Thursday, August 5, 2021

 Thursday, August 5, 2021

 

    My morning was free. I went out to do the shopping I had planned for Wednesday. My first stop was Target to pick up Hersey’s Milk Chocolate nuggets or kisses with whole almonds. Then to the UPS store to drop off two returns to Amazon. A pair of shorts I ordered were a knit instead of woven cotton. It pills—also, two USB cords with the wrong plug for my appliances. Then to the bank to cash a check. Then home. I got home to wrote before heading out for my physical therapy appointment.

      I had 24 sessions two years ago and discovered this great PT, Katie Click. She’s a whole different order of PT than I had in Ohio. They only worked on the one muscle the doctor mentioned in the prescription. Katie looks at my entire body and can work on anything at her discretion. 

      My prescription was for my foot, my hips, and my back. I didn’t consider my foot a problem. While it hurt a lot initially, I felt little distress in that area now, even though it was still somewhat swollen. Sometimes at odd moments, like when I lie down. I think the change of position generates some discomfort.  

     I told Katie that I was seriously considering hip replacement surgery. I had even less flexion in my hip because of my fall. I don’t think I go much beyond 200 in my left hip. I am pretty limited. Dorothy, my sister, told me she does squats after her hip replacement. Katie said I had to remember that my degree of flexion would still be limited with the hip replacement. Flexion beyond 900 can cause the artificial hip to pop out of its socket. Besides that problem, which I will ask the doctor to address, I need to have another bone density examined. Do I have enough bone left to hold a THR? Also, I think it is time to get an MRI on my left inner thigh muscle, Michael’s muscle, the one he wrenched. Is it torn? If it is, my hip flexion may be limited even after the hip replacement. If so, I do not want to have major surgery and artificial body parts for nothing. I also want to ask the doctor if it’s possible to shave down the bone spurs on my hip joint instead of removing the whole thing. Why not? I know age is a factor. As I write, I wonder if I can pay some doctor for this procedure out of pocket. I can’t imagine Kaiser approving something so unconventional. 

       Katie did a careful examination of my alignment. She had me twist left and right. She noted that I had a great range of motion to the left than the right. She gave me an explanation. She had to repeat the information three times before I understood what she was saying.

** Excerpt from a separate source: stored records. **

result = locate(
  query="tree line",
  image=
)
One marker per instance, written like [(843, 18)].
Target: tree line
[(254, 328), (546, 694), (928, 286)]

Here’s my wording: my default spinal alignment is an exaggerated twist to the right instead of being in neutral. This is why my twist to the left is greater; some of that twist is just getting my alignment to neutral in the first place. My twist to the right is smaller because I was already twisted in that direction. I don’t have that much left to go. Goal: get my spine to neutral. Katie suggested I swing my knees over to the left. I grabbed the seat of the bench with my left hand and pulled hard. That got my hips and legs and spine into correct neutral alignment. Wow! I’ve gotten far enough, so a small move like that will get me there. I’m almost to a straight spine. What will I be like then? Will all the bone sculpting from years of misalignment cause me more trouble than a straight spine is worth?

      I had a session with A at 4 pm. This poor kid; he hates his problem. He hates working on his problem. He hates being different, not normal. I talked about releasing the evolutionary-induced fear of not being like others. He said he felt better after the release. However, he doubled over in shame/pain at the end of the class when facing his inability to read the way he wanted to. I don’t know how to help him release his self-judgment so he can allow himself to be helped.